Hotellerie

10'000 Hotels klagen gegen Booking
Über 10'000 Hotels aus mehr als 30 Ländern, darunter gegen 400 Hotels aus der Schweiz, haben beim zuständigen Gericht in den Niederlanden eine Sammelklage gegen die Buchungsplattform Booking eingereicht. Koordiniert wird das Verfahren von der Stiftung Hotel Claims Alliance, unterstützt durch nationale Verbände wie HotellerieSuisse und den europäischen Dachverband Hotrec.
Im Zentrum der Klage stehen die sogenannten Paritätsklauseln, die Booking jahrelang in Verträgen mit Beherbergungsbetrieben verankerte. Diese verpflichteten Hotels dazu, auf keiner anderen Plattform – nicht einmal auf der eigenen Website – bessere Preise oder Konditionen anzubieten.
Die Klage fordert Schadenersatz für den Zeitraum von 2004 bis 2024. Erste Schätzungen gehen davon aus, dass betroffene Hotels bis zu 30 Prozent der gezahlten Provisionen zuzüglich Zinsen zurückfordern könnten. Die Teilnahme ist für die Betriebe kostenlos – die Finanzierung übernimmt ein Prozessfinanzierer, der im Erfolgsfall einen Anteil der Summe erhält.
Abhängigkeit ist gross
Der Verband HotellerieSuisse spricht von einem längst überfälligen Schritt, die Paritätsklauseln hätten den Direktvertrieb massiv behindert und den Wettbewerb verzerrt. Es sei höchste Zeit, diesen Schaden rückwirkend zu adressieren.
Zudem habe Booking durch die Klauseln künstlich hohe Provisionen von teilweise über 20 Prozent des Zimmerpreises durchsetzen können – zulasten der Hotelbetriebe. Auch GastroSuisse unterstützt die Klage ausdrücklich.

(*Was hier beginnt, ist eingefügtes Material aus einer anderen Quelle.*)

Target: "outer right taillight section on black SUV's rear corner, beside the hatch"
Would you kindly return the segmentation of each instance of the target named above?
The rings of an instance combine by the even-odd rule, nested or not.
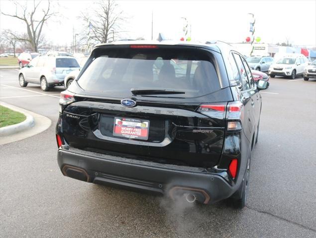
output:
[[[243,121],[243,104],[238,102],[229,102],[227,105],[227,130],[241,130]]]

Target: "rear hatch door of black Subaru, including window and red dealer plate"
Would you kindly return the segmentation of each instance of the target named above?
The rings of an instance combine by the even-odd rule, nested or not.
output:
[[[210,52],[159,47],[98,53],[69,88],[76,93],[63,111],[70,146],[175,165],[217,163],[231,92],[220,88]],[[215,105],[213,114],[202,114],[201,105]]]

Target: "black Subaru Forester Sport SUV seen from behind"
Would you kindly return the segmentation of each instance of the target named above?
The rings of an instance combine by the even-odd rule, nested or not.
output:
[[[221,42],[128,41],[95,47],[61,93],[64,176],[188,202],[246,202],[260,89]]]

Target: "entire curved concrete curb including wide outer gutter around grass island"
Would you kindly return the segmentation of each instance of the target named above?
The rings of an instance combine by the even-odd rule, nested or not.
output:
[[[0,130],[0,145],[22,140],[27,137],[36,135],[48,129],[49,126],[51,125],[51,120],[44,116],[27,111],[22,108],[15,107],[13,105],[10,105],[4,102],[0,102],[0,105],[3,107],[7,107],[13,111],[22,113],[26,116],[26,119],[18,124],[9,125],[9,126],[0,128],[2,130],[4,129],[3,131],[4,133],[2,133],[2,130]],[[24,125],[22,126],[19,125],[23,122],[25,122]],[[11,128],[5,129],[6,127],[12,127],[12,126],[13,126],[12,129]]]

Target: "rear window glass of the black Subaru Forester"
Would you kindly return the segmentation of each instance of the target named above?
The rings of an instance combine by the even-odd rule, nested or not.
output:
[[[85,91],[127,97],[132,96],[132,88],[174,90],[184,94],[150,96],[190,98],[220,89],[211,53],[204,50],[159,47],[108,49],[97,53],[99,56],[78,80]]]

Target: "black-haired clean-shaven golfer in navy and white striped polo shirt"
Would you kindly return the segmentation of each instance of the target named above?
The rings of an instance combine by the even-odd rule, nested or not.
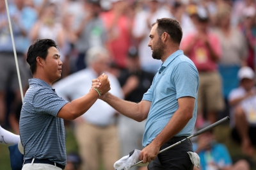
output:
[[[61,77],[60,54],[53,40],[36,40],[29,47],[29,79],[20,114],[20,141],[24,147],[24,169],[65,169],[67,164],[64,120],[74,120],[88,111],[100,93],[110,89],[108,75],[100,78],[99,89],[72,102],[58,97],[51,88]],[[93,86],[92,86],[93,88]]]

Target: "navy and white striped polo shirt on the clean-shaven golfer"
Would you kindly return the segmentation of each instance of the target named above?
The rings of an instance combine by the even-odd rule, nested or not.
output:
[[[20,112],[20,140],[24,160],[48,158],[67,164],[64,121],[57,114],[68,102],[41,79],[29,79],[29,89]]]

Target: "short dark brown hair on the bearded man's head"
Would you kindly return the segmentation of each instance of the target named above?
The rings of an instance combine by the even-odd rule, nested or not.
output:
[[[155,24],[157,24],[157,33],[159,36],[166,32],[171,36],[174,43],[180,44],[183,33],[177,20],[170,18],[157,19],[152,26]]]

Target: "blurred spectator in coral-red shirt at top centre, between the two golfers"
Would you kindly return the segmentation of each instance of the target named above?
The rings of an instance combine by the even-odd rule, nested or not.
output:
[[[126,1],[111,0],[111,2],[111,10],[101,15],[108,33],[107,46],[116,65],[125,68],[131,43],[132,22],[125,15],[125,8],[128,5]]]

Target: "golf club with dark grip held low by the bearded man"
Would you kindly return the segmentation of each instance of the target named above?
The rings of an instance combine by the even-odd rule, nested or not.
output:
[[[218,125],[220,125],[221,123],[224,123],[225,121],[228,121],[229,120],[229,117],[225,117],[223,118],[222,120],[219,120],[219,121],[216,121],[215,123],[212,123],[212,125],[209,125],[208,127],[205,127],[201,130],[199,130],[198,132],[196,132],[195,134],[193,135],[190,135],[189,137],[186,137],[185,139],[182,139],[181,141],[175,143],[175,144],[172,144],[171,146],[168,146],[167,148],[164,148],[163,150],[159,151],[159,153],[162,153],[163,151],[166,151],[166,150],[169,150],[170,148],[172,148],[173,146],[176,146],[192,137],[195,137],[196,135],[200,135],[204,132],[206,132],[207,130],[210,130],[211,128],[214,128],[214,127],[217,127]],[[159,154],[158,153],[158,154]],[[132,165],[131,167],[134,167],[134,166],[137,166],[138,164],[142,163],[142,160],[140,162],[137,162],[136,164]]]

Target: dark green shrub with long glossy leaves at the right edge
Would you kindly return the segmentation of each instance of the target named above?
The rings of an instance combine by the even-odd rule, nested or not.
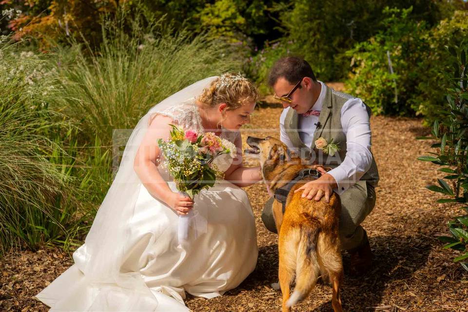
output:
[[[428,185],[431,191],[447,195],[439,199],[440,203],[460,205],[465,210],[464,215],[456,216],[448,222],[451,236],[439,237],[447,243],[444,248],[461,252],[453,261],[460,262],[468,271],[468,45],[461,48],[449,47],[452,59],[456,59],[451,88],[447,95],[448,105],[438,113],[441,119],[436,120],[432,127],[432,137],[419,139],[436,139],[434,156],[421,156],[422,161],[431,161],[443,166],[439,171],[447,173],[442,179],[437,179],[439,185]]]

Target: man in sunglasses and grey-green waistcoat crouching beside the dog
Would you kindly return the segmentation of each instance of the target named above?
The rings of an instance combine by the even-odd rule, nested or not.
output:
[[[351,271],[365,273],[370,268],[372,252],[360,224],[375,205],[374,188],[379,180],[370,152],[369,107],[360,98],[336,92],[318,81],[309,63],[301,58],[277,60],[269,84],[284,108],[280,117],[281,141],[301,158],[332,168],[306,183],[299,192],[316,201],[322,197],[328,201],[332,191],[340,195],[342,249],[351,254]],[[326,142],[316,142],[318,138]],[[324,143],[335,143],[338,151],[334,155],[324,153]],[[269,231],[276,233],[273,200],[272,197],[265,204],[262,220]]]

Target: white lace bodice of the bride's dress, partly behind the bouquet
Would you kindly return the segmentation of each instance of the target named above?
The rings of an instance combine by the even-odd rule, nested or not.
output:
[[[195,104],[195,98],[182,102],[178,105],[168,107],[165,110],[156,112],[155,115],[170,117],[173,119],[174,124],[183,128],[184,130],[194,130],[199,134],[205,132],[200,113],[198,111],[198,106]],[[234,144],[234,141],[238,136],[240,136],[238,131],[222,129],[221,135],[219,137],[225,138]],[[225,172],[231,166],[232,161],[233,159],[231,156],[225,154],[217,156],[214,162],[218,167],[218,170]]]

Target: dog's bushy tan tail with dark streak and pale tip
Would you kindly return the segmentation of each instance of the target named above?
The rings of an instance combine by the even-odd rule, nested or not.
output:
[[[320,219],[316,217],[307,217],[307,221],[300,226],[301,235],[299,236],[296,258],[296,286],[286,302],[287,307],[302,301],[315,287],[320,274],[317,259],[317,240],[320,227]]]

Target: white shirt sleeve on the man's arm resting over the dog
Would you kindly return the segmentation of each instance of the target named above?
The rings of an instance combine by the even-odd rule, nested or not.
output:
[[[360,98],[351,98],[343,105],[341,126],[346,135],[346,156],[341,165],[328,172],[338,184],[333,191],[339,195],[364,176],[372,163],[370,120]]]

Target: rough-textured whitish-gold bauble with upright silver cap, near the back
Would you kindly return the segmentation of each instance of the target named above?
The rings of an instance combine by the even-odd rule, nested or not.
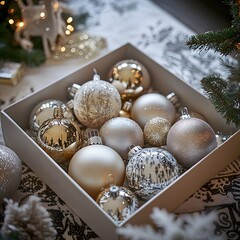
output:
[[[74,96],[74,113],[86,127],[100,128],[107,120],[117,117],[121,110],[117,89],[95,73],[93,80],[83,84]]]

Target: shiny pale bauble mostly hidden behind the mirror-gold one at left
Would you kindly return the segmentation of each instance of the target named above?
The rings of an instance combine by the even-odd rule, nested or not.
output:
[[[30,114],[30,129],[34,132],[37,132],[43,122],[53,117],[53,111],[55,107],[62,108],[65,118],[69,118],[72,121],[74,120],[73,111],[67,104],[60,100],[48,99],[40,102],[33,108]]]

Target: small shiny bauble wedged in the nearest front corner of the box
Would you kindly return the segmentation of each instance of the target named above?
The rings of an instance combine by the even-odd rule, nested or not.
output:
[[[138,209],[136,196],[126,187],[110,186],[97,197],[96,202],[117,223],[131,216]]]

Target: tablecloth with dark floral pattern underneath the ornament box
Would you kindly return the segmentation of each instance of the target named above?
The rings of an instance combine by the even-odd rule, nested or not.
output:
[[[217,54],[211,51],[202,54],[190,51],[185,42],[194,32],[151,1],[72,0],[69,4],[76,13],[80,10],[90,13],[86,26],[78,31],[106,41],[106,47],[92,59],[129,42],[201,93],[202,77],[214,72],[225,74]],[[0,85],[0,108],[46,87],[88,61],[82,57],[61,61],[48,59],[39,67],[26,68],[18,85]],[[4,144],[1,130],[0,144]],[[187,199],[176,212],[214,209],[218,212],[216,233],[226,239],[239,239],[239,192],[240,159],[236,159]],[[39,196],[43,206],[50,212],[57,230],[56,239],[99,239],[80,217],[23,164],[22,181],[12,198],[21,203],[32,194]],[[0,213],[0,223],[2,220],[3,215]]]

Ungeachtet der Klage bleibt Booking der wichtigste Vertriebskanal für viele Betriebe. In der Schweiz werden laut HotellerieSuisse rund ein Viertel der Buchungen über Onlineplattformen abgewickelt – davon der Löwenanteil über Booking.
Zudem zeigt eine Umfrage unter Schweizer Betrieben von März 2025: Probleme wie intransparente Rabattaktionen, sogenannte Undercutting-Strategien oder der fehlende Zugang zu Kundendaten bestehen weiterhin und erschweren den Aufbau direkter Kundenbeziehungen.
Mit der Sammelklage will Europas Hotellerie aufzeigen, dass digitale Dominanz kein Freipass für unfairen Wettbewerb ist. Der Prozess könnte zum Präzedenzfall werden – mit potenziell milliardenschweren Auswirkungen für Booking, so die Hoffnungen der Branche. HotellerieSuisse ruft weitere Betriebe zur Teilnahme auf, die Frist läuft noch bis zum 29. August 2025.
Rückwirkend? Ehrlich?
Erstaunlich ist, dass die Hotelbranche Forderungen stellt für einen vermeintlichen Schaden, der sie in den letzten total 20 Jahren erlitten haben soll. Irgendwo auf der Strecke bleibt der Umstand, dass Booking einzelnen Hotels in dieser Zeit zu weltweiter Präsenz und grossem Marketingpower verholfen hat.
Wie will das Hotel Bären in Wilderswil Gäste aus Belgien und Südkorea anpeilen? Mit eigenen Marketingbemühungen? Wohl kaum. Die Präsenz auf Booking ermöglicht eine weltweite Präsenz. Und die hat halt ihren Preis.
Verständlich wäre, dass die Hotelbranche die Spielregeln für die Zukunft ändern möchte. Aber gleich die zurückliegenden 20 Jahre einzufordern?
Ebenfalls auf der Strecke bleibt der weitere Umstand, dass sich viele Hotels lange um einen schlauen Online-Auftritt foutiert haben und auch die Verbände mit eigenen Buchungsportalen nie recht vom Fleck kamen – und dass man sich dann halt gerne unter die Flügel der grossen Portale begab, um präsent zu sein.